El motivo por el que los huevos se venden sin frío en el supermercado pero exigen heladera en casa

Cómo conservar los huevos de forma segura en el hogar, la razón de no lavarlos antes de guardarlos y por qué no deben ir en la puerta según los expertos.

Huevos
Canasta de huevos.
Foto: Freepik.

Es una escena habitual en muchos supermercados: los huevos están a la venta en estanterías, a temperatura ambiente, mientras que en casa muchas personas los guardan inmediatamente en la heladera. ¿Entonces cuál es la forma correcta de conservarlos? La respuesta depende, entre otras cosas, de cómo fueron almacenados antes de llegar al consumidor.

La Agencia Catalana de Seguridad Alimentaria explica que los huevos no suelen refrigerarse durante su comercialización porque una posterior salida de la cadena de frío puede generar condensación sobre la cáscara. Esa humedad puede favorecer la proliferación de microorganismos en la superficie.

Una vez comprados, los huevos pueden conservarse en la heladera para ayuda a mantener una temperatura estable y reducir las condiciones favorables para el crecimiento de bacterias. Pero no necesariamente conviene colocarlos en el compartimento de la puerta. Esa zona está más expuesta a las variaciones de temperatura cada vez que se abre el refrigerador. Guardarlos en una parte interior permite mantener condiciones más constantes.

La Federación Nacional de Avicultores (Fenavi) recomienda refrigerarlos lo antes posible. Además de contribuir a conservar la frescura del alimento, una temperatura adecuada ayuda a mantener las características de la clara y la yema durante más tiempo.

Aun así, refrigerar los huevos no significa que puedan conservarse indefinidamente. Lo recomendable es respetar la fecha de vencimiento indicada en el envase.

Huevo niña cocina
Niña cocina con huevos.
Foto: Freepik.

Antes incluso de pensar dónde guardarlos, hay que prestar atención al estado en el que se encuentran. No conviene comprar huevos que tengan la cáscara rota o presenten signos anormales, como un olor desagradable. La cáscara funciona como una barrera de protección, por lo que cualquier daño puede facilitar la entrada de microorganismos.

Las altas temperaturas también pueden acelerar el deterioro. Fenavi señala que en las zonas cálidas es especialmente importante mantener los huevos refrigerados, ya que el calor puede favorecer cambios en su contenido y reducir su conservación.

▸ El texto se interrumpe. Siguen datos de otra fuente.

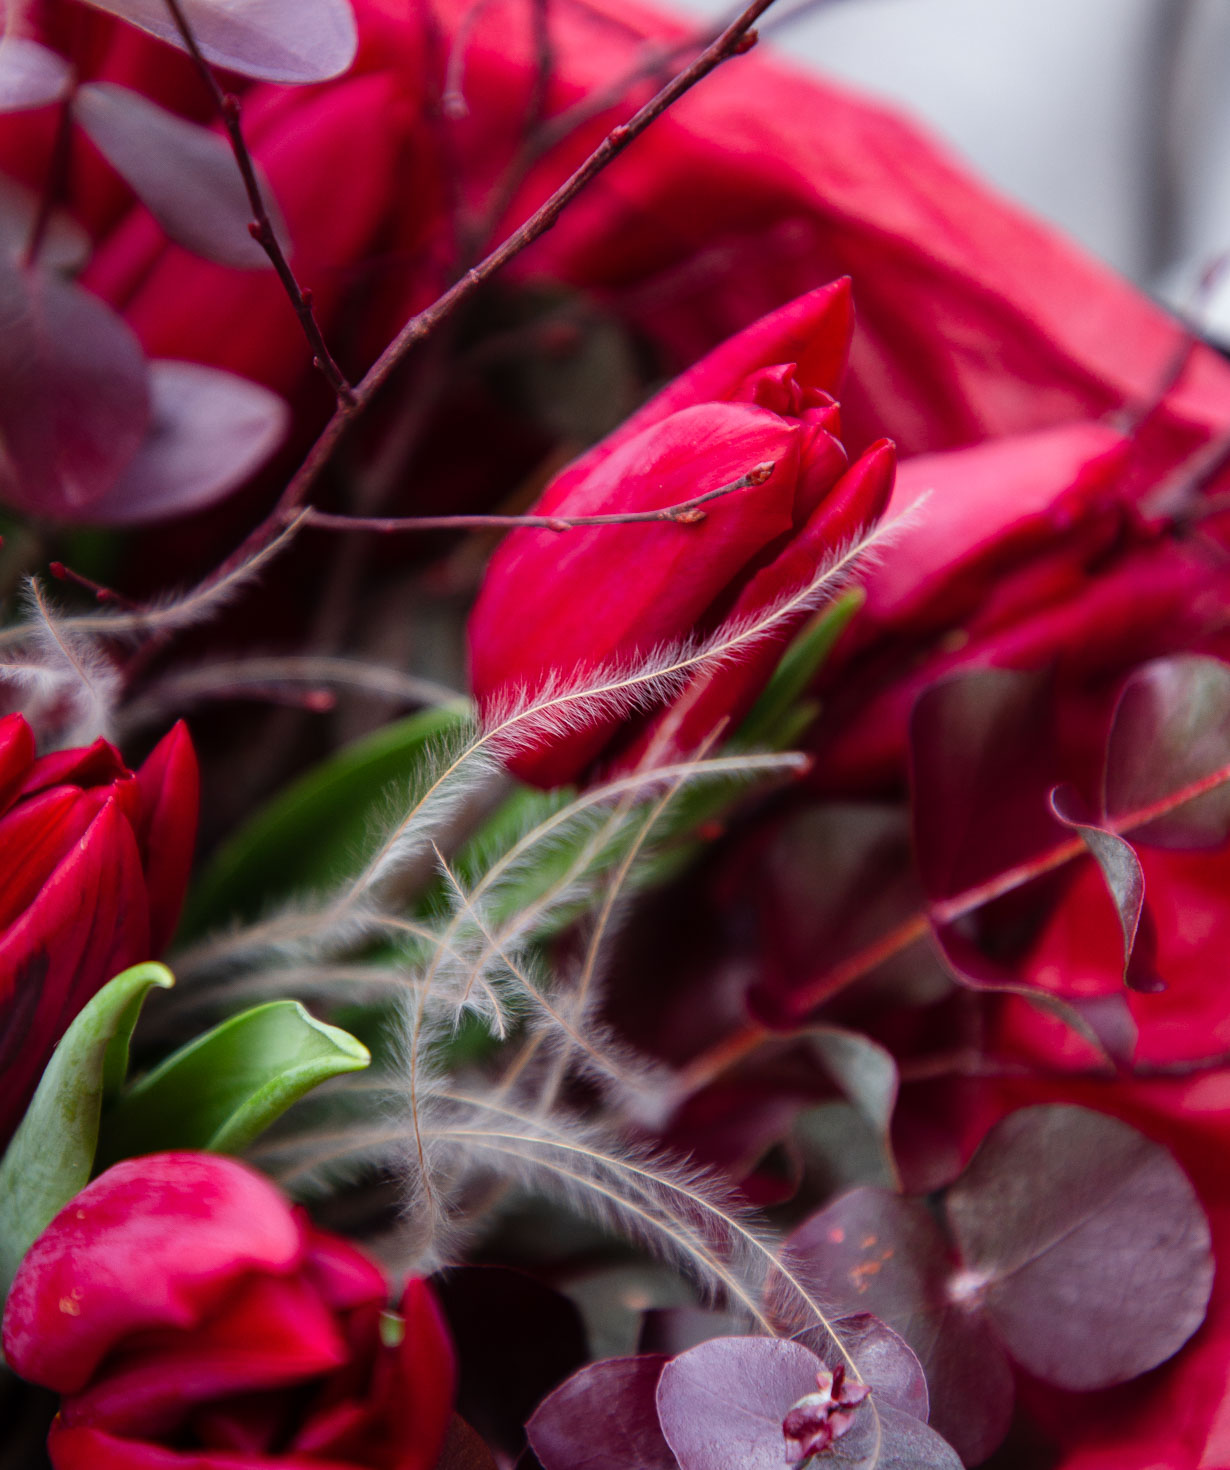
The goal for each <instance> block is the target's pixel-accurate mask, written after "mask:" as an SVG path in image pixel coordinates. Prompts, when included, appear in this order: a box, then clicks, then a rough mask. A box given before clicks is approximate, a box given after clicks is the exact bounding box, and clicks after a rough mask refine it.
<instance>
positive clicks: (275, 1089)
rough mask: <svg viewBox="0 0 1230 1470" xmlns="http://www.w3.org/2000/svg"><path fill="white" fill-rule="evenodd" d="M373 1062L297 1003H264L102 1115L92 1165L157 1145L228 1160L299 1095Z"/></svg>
mask: <svg viewBox="0 0 1230 1470" xmlns="http://www.w3.org/2000/svg"><path fill="white" fill-rule="evenodd" d="M370 1060H372V1054H370V1053H369V1051H367V1048H366V1047H364V1045H363V1044H362V1042H359V1041H356V1039H354V1036H351V1035H350V1033H348V1032H345V1030H341V1028H338V1026H328V1025H325V1022H319V1020H316V1017H314V1016H312V1014H310V1013H309V1011H306V1010H304V1008H303V1005H300V1004H298V1001H270V1003H269V1004H266V1005H256V1007H253V1008H251V1010H247V1011H242V1013H241V1014H238V1016H232V1017H231V1019H229V1020H225V1022H222V1025H220V1026H215V1028H213V1030H209V1032H206V1033H204V1035H203V1036H197V1038H195V1041H190V1042H188V1045H187V1047H181V1048H179V1051H176V1053H173V1054H172V1055H169V1057H168V1058H166V1060H165V1061H163V1063H160V1064H159V1066H157V1067H154V1070H153V1072H150V1073H147V1075H145V1076H144V1078H141V1079H140V1080H137V1082H135V1083H134V1085H132V1086H129V1088H128V1089H126V1091H125V1092H123V1094H122V1095H121V1097H119V1100H118V1101H116V1104H115V1105H113V1107H112V1108H110V1110H109V1113H107V1116H106V1120H104V1125H103V1141H101V1147H100V1158H104V1160H106V1161H107V1163H113V1161H115V1160H118V1158H126V1157H129V1155H132V1154H151V1152H159V1151H160V1150H165V1148H204V1150H210V1151H213V1152H220V1154H237V1152H240V1151H241V1150H244V1148H247V1147H248V1144H251V1142H253V1139H254V1138H257V1135H260V1133H262V1132H263V1130H265V1129H266V1127H269V1125H270V1123H273V1122H275V1120H276V1119H278V1117H281V1116H282V1113H285V1111H287V1108H288V1107H291V1104H292V1103H297V1101H298V1100H300V1098H301V1097H303V1095H304V1094H306V1092H310V1091H312V1089H313V1088H316V1086H319V1085H320V1083H322V1082H328V1080H329V1078H335V1076H341V1075H342V1073H345V1072H360V1070H362V1069H363V1067H366V1066H367V1064H369V1063H370Z"/></svg>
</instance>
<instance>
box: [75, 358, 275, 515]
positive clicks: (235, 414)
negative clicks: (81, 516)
mask: <svg viewBox="0 0 1230 1470" xmlns="http://www.w3.org/2000/svg"><path fill="white" fill-rule="evenodd" d="M150 387H151V390H153V422H151V423H150V432H148V435H147V437H145V441H144V442H143V444H141V448H140V450H138V451H137V456H135V457H134V459H132V462H131V463H129V465H128V467H126V469H125V470H123V473H122V475H121V476H119V479H118V481H116V482H115V485H112V488H110V490H109V491H107V492H106V494H104V495H101V497H100V498H98V500H96V501H94V503H93V504H91V506H90V507H88V513H85V514H82V517H81V519H84V520H93V522H98V523H104V525H112V526H119V525H135V523H141V522H147V520H165V519H168V517H169V516H184V514H187V513H188V512H191V510H201V509H203V507H206V506H212V504H213V503H215V501H217V500H222V497H223V495H226V494H229V492H231V491H232V490H235V487H237V485H241V484H242V482H244V481H245V479H247V478H248V476H250V475H251V473H254V472H256V470H257V469H260V466H262V465H263V463H265V460H266V459H267V457H269V456H270V454H272V453H273V450H276V448H278V445H279V444H281V441H282V437H284V435H285V432H287V423H288V419H289V410H288V407H287V404H285V403H284V401H282V400H281V398H279V397H278V395H276V394H273V392H270V391H269V390H267V388H262V387H260V384H256V382H248V381H247V378H237V376H234V373H228V372H220V370H219V369H216V368H204V366H201V365H200V363H175V362H154V363H150Z"/></svg>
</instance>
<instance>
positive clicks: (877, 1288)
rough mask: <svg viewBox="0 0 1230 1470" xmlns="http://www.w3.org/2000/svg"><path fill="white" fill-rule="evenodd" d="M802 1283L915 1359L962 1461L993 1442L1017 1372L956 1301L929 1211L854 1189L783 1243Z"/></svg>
mask: <svg viewBox="0 0 1230 1470" xmlns="http://www.w3.org/2000/svg"><path fill="white" fill-rule="evenodd" d="M789 1254H791V1261H792V1263H794V1264H795V1269H796V1270H798V1273H799V1274H801V1276H802V1277H804V1280H805V1282H807V1285H808V1286H810V1288H811V1289H813V1291H814V1292H816V1294H817V1295H819V1297H820V1298H821V1299H823V1301H829V1302H832V1304H833V1305H835V1307H836V1308H838V1310H842V1311H848V1313H854V1311H870V1313H874V1314H876V1316H877V1317H880V1319H882V1320H883V1322H886V1323H888V1324H889V1326H891V1327H892V1329H893V1330H895V1332H899V1333H901V1336H902V1338H904V1339H905V1342H907V1344H908V1345H910V1347H911V1348H913V1351H914V1352H916V1354H917V1355H918V1360H920V1361H921V1364H923V1370H924V1373H926V1377H927V1388H929V1389H930V1405H932V1413H930V1419H932V1424H933V1426H935V1429H936V1430H938V1432H939V1433H941V1435H942V1436H943V1438H945V1439H948V1441H949V1442H951V1444H952V1445H954V1448H955V1449H957V1451H958V1452H960V1455H961V1458H963V1460H965V1461H967V1463H968V1464H977V1463H979V1461H980V1460H985V1458H986V1455H989V1454H990V1451H992V1449H993V1448H995V1446H996V1445H998V1444H999V1441H1001V1439H1002V1438H1004V1435H1005V1433H1007V1429H1008V1421H1010V1419H1011V1411H1013V1374H1011V1370H1010V1367H1008V1360H1007V1355H1005V1352H1004V1349H1002V1348H1001V1345H999V1342H998V1338H996V1335H995V1332H993V1330H992V1329H990V1327H989V1324H988V1323H986V1322H985V1320H983V1319H982V1316H980V1314H979V1310H977V1304H976V1302H967V1301H964V1299H961V1298H960V1297H954V1294H952V1291H951V1283H952V1279H954V1270H955V1261H954V1258H952V1254H951V1252H949V1250H948V1245H946V1242H945V1239H943V1233H942V1230H941V1227H939V1225H938V1223H936V1220H935V1217H933V1216H932V1213H930V1210H927V1207H926V1205H924V1204H923V1202H921V1201H920V1200H904V1198H902V1197H901V1195H895V1194H889V1192H888V1191H885V1189H852V1191H851V1192H849V1194H846V1195H842V1198H841V1200H835V1201H833V1204H830V1205H827V1207H826V1208H824V1210H821V1211H819V1213H817V1214H813V1216H811V1217H810V1219H808V1220H805V1222H804V1225H801V1226H799V1229H798V1230H795V1233H794V1235H792V1236H791V1239H789Z"/></svg>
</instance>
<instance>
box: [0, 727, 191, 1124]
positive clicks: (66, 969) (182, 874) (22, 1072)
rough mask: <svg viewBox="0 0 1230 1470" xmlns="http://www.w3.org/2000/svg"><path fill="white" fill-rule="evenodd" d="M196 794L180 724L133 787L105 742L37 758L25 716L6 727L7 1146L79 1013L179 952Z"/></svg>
mask: <svg viewBox="0 0 1230 1470" xmlns="http://www.w3.org/2000/svg"><path fill="white" fill-rule="evenodd" d="M197 788H198V778H197V757H195V754H194V753H193V742H191V739H190V738H188V731H187V728H185V726H184V725H182V723H181V725H176V726H175V729H172V731H170V734H169V735H166V736H165V738H163V739H162V741H160V742H159V745H156V747H154V750H153V753H151V754H150V756H148V759H147V760H145V763H144V764H143V766H141V769H140V770H137V772H135V773H134V772H131V770H129V769H128V767H126V766H125V764H123V761H122V760H121V757H119V751H116V748H115V747H113V745H109V744H107V742H106V741H101V739H100V741H96V742H94V744H93V745H90V747H85V748H82V750H65V751H57V753H56V754H51V756H41V757H35V753H34V735H32V734H31V729H29V726H28V725H26V722H25V720H24V719H22V716H21V714H9V716H4V719H0V1144H3V1141H6V1139H7V1138H9V1135H10V1133H12V1130H13V1127H16V1125H18V1120H19V1119H21V1116H22V1113H24V1110H25V1105H26V1103H28V1101H29V1097H31V1094H32V1092H34V1088H35V1085H37V1082H38V1078H40V1075H41V1072H43V1067H44V1066H46V1064H47V1058H48V1055H50V1054H51V1048H53V1047H54V1045H56V1042H57V1041H59V1039H60V1036H62V1035H63V1032H65V1029H66V1028H68V1025H69V1022H71V1020H72V1019H73V1016H75V1014H76V1013H78V1011H79V1010H81V1007H82V1005H84V1004H85V1003H87V1001H88V1000H90V997H91V995H93V994H94V992H96V991H97V989H98V988H100V986H101V985H104V983H106V982H107V980H109V979H112V976H115V975H118V973H119V972H121V970H125V969H128V966H131V964H137V963H138V961H141V960H148V958H153V957H154V956H157V954H160V953H162V951H163V950H165V948H166V945H168V942H169V941H170V935H172V932H173V929H175V922H176V919H178V917H179V907H181V904H182V903H184V894H185V891H187V886H188V870H190V867H191V863H193V845H194V841H195V832H197V801H198V789H197Z"/></svg>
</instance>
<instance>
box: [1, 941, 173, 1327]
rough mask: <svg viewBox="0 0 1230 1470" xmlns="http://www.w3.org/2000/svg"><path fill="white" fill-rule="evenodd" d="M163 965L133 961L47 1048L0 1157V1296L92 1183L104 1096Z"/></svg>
mask: <svg viewBox="0 0 1230 1470" xmlns="http://www.w3.org/2000/svg"><path fill="white" fill-rule="evenodd" d="M173 983H175V978H173V976H172V973H170V970H168V969H166V967H165V966H162V964H137V966H134V967H132V969H131V970H125V972H123V973H122V975H118V976H116V978H115V979H113V980H110V982H109V983H107V985H104V986H103V988H101V989H100V991H98V994H97V995H94V998H93V1000H91V1001H90V1003H88V1004H87V1005H85V1007H84V1008H82V1010H81V1011H79V1014H78V1016H76V1019H75V1020H73V1023H72V1025H71V1026H69V1029H68V1030H66V1032H65V1035H63V1036H62V1038H60V1044H59V1045H57V1047H56V1050H54V1051H53V1053H51V1060H50V1061H48V1063H47V1070H46V1072H44V1073H43V1079H41V1080H40V1083H38V1091H37V1092H35V1094H34V1098H32V1101H31V1104H29V1107H28V1108H26V1113H25V1117H24V1119H22V1122H21V1125H19V1126H18V1130H16V1133H15V1135H13V1138H12V1142H10V1144H9V1148H7V1151H6V1152H4V1157H3V1160H0V1299H3V1297H4V1295H6V1294H7V1291H9V1285H10V1282H12V1279H13V1273H15V1272H16V1269H18V1266H19V1263H21V1258H22V1257H24V1255H25V1252H26V1251H28V1250H29V1247H31V1245H32V1242H34V1241H35V1238H37V1236H38V1235H41V1233H43V1230H44V1229H46V1226H47V1225H48V1223H50V1222H51V1219H53V1217H54V1216H56V1214H57V1213H59V1211H60V1210H62V1208H63V1207H65V1205H66V1204H68V1202H69V1200H72V1197H73V1195H75V1194H78V1192H79V1191H81V1189H84V1188H85V1185H87V1183H88V1182H90V1172H91V1167H93V1164H94V1154H96V1150H97V1145H98V1120H100V1117H101V1111H103V1103H104V1100H106V1098H107V1097H109V1095H112V1094H113V1092H115V1091H116V1089H118V1088H119V1085H121V1082H122V1080H123V1073H125V1070H126V1067H128V1039H129V1036H131V1035H132V1028H134V1026H135V1025H137V1016H138V1014H140V1010H141V1003H143V1001H144V998H145V995H147V994H148V992H150V989H153V988H154V986H159V988H162V989H169V988H170V986H172V985H173Z"/></svg>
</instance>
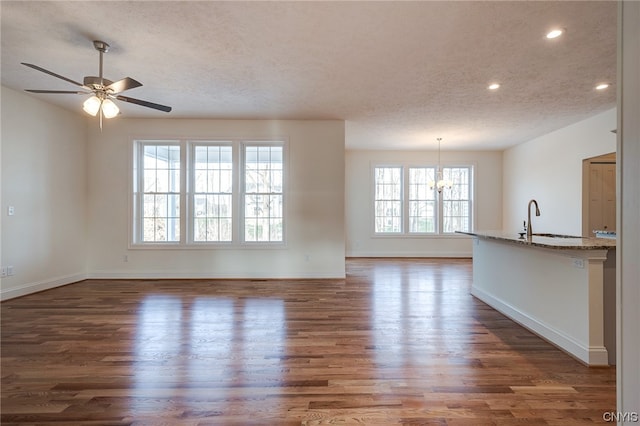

La conservación es solo una parte de la seguridad alimentaria. El Instituto Nacional de Vigilancia de Medicamentos y Alimentos (Invima) recomienda lavarse las manos antes de manipular los huevos y evitar utilizar la cáscara durante la preparación de los alimentos, ya que puede contener bacterias.

Huevos duros.jpg
Huevos duros.
Foto: Pxhere.

También es importante cocinar adecuadamente el huevo. Una cocción suficiente reduce el riesgo asociado a microorganismos que pueden provocar infecciones. Y aunque resulte tentador comprar varios cartones cuando están en oferta, adquirir cantidades que puedan consumirse en un período razonable permite evitar que permanezcan almacenados durante demasiado tiempo.

Más que preguntarse si los huevos “deben” estar siempre fríos, la clave está en mantener una conservación estable y segura desde que se compran hasta que se consumen. Guardarlos en el interior de la heladera, revisar su estado, respetar la fecha de vencimiento, cuidar la higiene y cocinarlos correctamente son medidas sencillas que ayudan a reducir los riesgos asociados a este alimento cotidiano.